Oleh karenanya transparansi dana politik sangatlah penting, partai politik maupun para kandidat harus melaporkan sumber pendanaan mereka dan bersedia untuk diaudit. Tanpa itu para cukong bisa menyandera para pejabat dalam setiap pembuatan kebijakan.
Indonesia harus keluar dari perangkap politik elektoral.
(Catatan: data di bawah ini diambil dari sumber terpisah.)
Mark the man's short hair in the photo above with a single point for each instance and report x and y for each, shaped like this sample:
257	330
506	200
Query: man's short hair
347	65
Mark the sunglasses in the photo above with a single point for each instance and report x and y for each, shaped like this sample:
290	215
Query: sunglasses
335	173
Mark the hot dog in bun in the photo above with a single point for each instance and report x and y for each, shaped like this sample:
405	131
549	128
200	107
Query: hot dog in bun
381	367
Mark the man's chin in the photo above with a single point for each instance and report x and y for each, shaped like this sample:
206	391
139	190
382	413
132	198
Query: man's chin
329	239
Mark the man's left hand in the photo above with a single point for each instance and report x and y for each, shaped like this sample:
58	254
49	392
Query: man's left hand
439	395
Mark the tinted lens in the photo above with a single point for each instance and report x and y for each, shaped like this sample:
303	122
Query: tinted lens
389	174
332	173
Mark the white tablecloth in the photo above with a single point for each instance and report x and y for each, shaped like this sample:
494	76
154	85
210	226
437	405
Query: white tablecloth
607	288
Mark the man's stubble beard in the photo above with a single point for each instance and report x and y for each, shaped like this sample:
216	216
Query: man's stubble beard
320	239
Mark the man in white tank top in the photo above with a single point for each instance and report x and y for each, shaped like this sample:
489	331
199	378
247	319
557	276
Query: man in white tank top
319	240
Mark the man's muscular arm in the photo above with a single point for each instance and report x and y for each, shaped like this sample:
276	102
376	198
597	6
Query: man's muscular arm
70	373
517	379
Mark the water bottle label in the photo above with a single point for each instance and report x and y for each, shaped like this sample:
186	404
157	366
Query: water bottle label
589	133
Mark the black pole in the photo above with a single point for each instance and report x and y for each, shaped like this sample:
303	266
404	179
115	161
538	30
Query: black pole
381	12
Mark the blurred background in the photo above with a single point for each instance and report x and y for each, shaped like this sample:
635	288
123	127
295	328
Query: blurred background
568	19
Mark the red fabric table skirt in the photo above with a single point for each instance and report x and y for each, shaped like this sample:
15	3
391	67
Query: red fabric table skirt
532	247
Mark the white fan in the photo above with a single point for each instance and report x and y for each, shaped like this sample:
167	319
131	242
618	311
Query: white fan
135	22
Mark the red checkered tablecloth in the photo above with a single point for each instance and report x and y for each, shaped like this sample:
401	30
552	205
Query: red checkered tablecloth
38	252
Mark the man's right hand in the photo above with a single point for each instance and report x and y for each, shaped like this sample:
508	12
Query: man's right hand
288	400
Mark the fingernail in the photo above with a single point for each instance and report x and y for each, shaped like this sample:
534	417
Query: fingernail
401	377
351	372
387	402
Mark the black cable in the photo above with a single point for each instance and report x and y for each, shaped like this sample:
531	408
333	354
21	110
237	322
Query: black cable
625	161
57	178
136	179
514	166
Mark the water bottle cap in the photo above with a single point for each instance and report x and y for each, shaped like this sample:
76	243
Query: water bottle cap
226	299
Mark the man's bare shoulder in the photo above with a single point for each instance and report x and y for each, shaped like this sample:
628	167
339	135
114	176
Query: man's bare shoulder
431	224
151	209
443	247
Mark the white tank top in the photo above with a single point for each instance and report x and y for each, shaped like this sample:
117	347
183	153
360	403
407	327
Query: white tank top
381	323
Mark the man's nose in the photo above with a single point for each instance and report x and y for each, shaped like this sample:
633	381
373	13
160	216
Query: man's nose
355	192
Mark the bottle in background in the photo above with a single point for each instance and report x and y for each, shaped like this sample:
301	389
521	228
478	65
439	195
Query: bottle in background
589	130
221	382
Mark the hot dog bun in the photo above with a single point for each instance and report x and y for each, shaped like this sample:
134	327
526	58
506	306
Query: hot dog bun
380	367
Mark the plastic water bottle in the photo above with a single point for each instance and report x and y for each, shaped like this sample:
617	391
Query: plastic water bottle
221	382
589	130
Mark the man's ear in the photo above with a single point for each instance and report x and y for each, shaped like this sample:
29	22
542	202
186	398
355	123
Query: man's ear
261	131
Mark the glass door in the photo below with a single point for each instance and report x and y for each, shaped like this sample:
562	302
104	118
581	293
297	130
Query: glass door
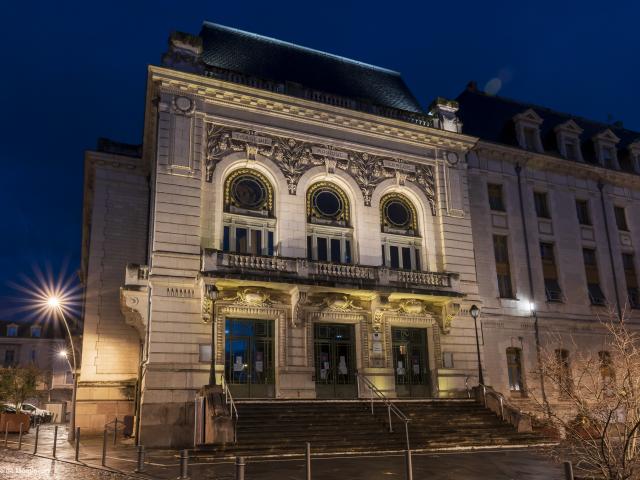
335	361
249	362
410	362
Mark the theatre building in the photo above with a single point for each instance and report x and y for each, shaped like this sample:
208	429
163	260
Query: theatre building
304	208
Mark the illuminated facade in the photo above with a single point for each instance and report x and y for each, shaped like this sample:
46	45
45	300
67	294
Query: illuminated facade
305	208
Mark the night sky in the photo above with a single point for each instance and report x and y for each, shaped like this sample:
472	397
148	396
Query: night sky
76	71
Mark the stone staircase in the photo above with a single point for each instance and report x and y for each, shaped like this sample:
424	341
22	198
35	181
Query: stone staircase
283	427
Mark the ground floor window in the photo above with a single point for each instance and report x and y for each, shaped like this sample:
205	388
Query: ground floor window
249	357
335	360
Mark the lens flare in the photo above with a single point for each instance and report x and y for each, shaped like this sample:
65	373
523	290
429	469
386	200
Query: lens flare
43	295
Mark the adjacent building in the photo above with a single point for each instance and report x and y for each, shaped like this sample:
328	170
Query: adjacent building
556	227
37	343
304	212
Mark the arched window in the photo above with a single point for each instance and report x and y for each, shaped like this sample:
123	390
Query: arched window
514	369
249	223
401	244
329	232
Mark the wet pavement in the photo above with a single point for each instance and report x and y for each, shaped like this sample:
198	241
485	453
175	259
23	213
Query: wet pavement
521	464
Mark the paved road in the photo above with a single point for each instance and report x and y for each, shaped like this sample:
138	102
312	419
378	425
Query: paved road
495	465
21	466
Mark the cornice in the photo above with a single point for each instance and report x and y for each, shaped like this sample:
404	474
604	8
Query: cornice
544	161
242	97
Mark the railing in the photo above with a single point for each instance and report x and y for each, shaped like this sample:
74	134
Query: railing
216	260
391	408
231	405
340	270
496	402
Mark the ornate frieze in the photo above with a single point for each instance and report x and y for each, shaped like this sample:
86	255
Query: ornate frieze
294	157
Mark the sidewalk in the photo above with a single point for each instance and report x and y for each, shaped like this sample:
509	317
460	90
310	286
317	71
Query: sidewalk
524	464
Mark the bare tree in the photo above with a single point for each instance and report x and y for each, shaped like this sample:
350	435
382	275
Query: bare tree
597	402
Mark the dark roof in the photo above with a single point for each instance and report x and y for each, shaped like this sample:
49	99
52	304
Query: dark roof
491	118
107	145
282	62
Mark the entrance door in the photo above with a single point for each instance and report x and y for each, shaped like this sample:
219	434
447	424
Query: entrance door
335	361
410	362
249	366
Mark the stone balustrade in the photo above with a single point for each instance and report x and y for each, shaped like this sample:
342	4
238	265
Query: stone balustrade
217	261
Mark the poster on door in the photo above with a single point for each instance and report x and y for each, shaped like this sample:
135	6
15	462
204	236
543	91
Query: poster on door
324	365
238	365
400	368
342	366
259	362
415	364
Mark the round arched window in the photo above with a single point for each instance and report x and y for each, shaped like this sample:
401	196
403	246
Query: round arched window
398	215
327	204
247	191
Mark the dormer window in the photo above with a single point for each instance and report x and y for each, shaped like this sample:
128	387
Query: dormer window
568	139
605	145
571	149
608	155
634	155
528	130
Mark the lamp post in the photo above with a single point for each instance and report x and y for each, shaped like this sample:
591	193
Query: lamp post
55	306
213	295
475	312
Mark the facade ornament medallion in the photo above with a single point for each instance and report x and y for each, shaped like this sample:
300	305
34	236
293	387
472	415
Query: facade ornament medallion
183	105
338	304
294	157
251	298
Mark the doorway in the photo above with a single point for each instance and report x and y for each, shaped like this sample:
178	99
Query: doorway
335	366
410	364
249	360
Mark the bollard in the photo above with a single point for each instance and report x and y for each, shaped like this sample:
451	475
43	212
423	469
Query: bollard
77	443
104	447
184	464
55	440
240	468
140	467
35	444
568	471
409	466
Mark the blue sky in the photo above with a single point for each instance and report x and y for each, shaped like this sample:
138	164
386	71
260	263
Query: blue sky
75	71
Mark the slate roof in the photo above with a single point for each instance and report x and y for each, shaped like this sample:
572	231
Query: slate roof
490	117
284	63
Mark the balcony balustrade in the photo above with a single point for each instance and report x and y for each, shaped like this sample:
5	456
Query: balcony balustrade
291	269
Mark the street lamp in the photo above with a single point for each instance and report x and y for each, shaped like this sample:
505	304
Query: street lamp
55	306
475	312
213	295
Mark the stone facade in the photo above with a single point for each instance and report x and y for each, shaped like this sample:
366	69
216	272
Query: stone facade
567	314
172	263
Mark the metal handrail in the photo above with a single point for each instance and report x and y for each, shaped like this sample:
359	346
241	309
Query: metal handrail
391	407
228	400
502	399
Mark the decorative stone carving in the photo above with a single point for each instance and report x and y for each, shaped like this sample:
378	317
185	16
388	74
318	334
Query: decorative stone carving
134	307
340	303
251	298
445	314
294	157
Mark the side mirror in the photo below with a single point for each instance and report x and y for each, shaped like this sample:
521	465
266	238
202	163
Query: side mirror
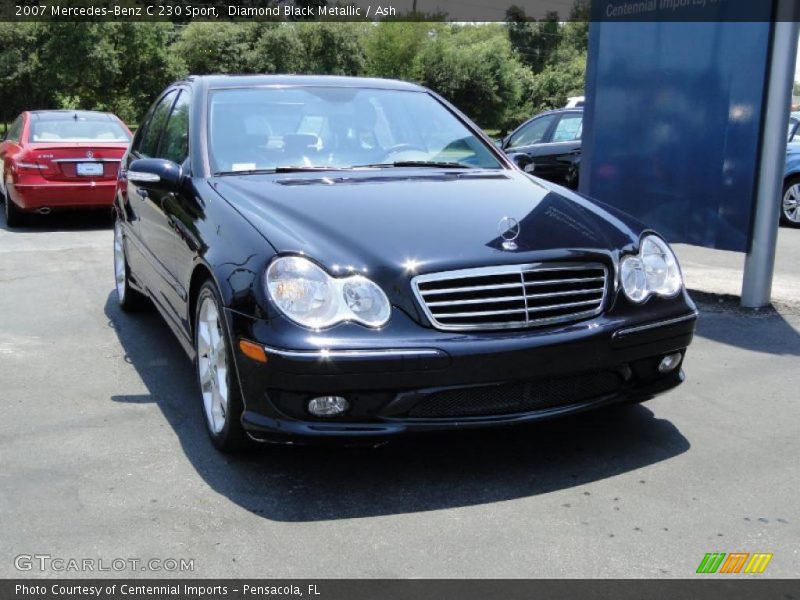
155	174
523	161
Pemimpin tidak boleh dipilih karena mampu memasang banyak baliho di setiap sudut jalan, melainkan karena rekam jejak dan gagasan yang cemerlang
Kesan kurang empatinya para politisi yang kampanye politik di kondisi pandemi diperparah dengan minimnya peran dan kinerja para politisi, bahkan masyarakat lebih mudah menemukan baliho mereka ketimbang merasakan hasil kerja nyata mereka selama pandemi, terlebih mereka yang saat ini sedang menjabat sebagai pejabat publik.
Pandemi ini seharusnya menjadi momentum untuk para politisi yang kelak menjadi pemimpin Indonesia selanjutnya, mereka harus menunjukan kualitas mereka sebagai pelayan rakyat yang mumpuni.
Pertarungan gagasan untuk menghadirkan kesejahteraan bagi masyarakat perlu didorong agar publik bisa mengenal dan mempertimbangkan siapa yang terbaik. Semua itu tak bisa dilakukan lewat adu kuat pasang baliho yang berisi himbauan normatif ataupun slogan yang tak penting bagi masyarakat.
Respon publik yang cenderung negatif atas maraknya iklan politik di jalanan, seharusnya menjadi bahan refleksi bagi para politisi yang masih terus mencari kesempatan berkampanye di saat pandemi.
Pada akhirnya, masyarakat lebih membutuhkan upaya-upaya konkret dalam mengatasi pandemi beserta dampaknya. Apalagi beberapa politisi narsis tersebut masih menjabat sebagai pejabat publik yang seharusnya mereka manfaatkan untuk fokus menolong masyarakat di masa sulit ini.
Baliho adalah alat pemasaran khas para politisi, alat yang mudah diulang-ulang agar diingat masyarakat. Baliho menawarkan wajah yang tak bersuara, ini identik dengan sebagian politisi negeri ini yang diam dan tak memberi solusi atas permasalahan yang dihadapi masyarakat.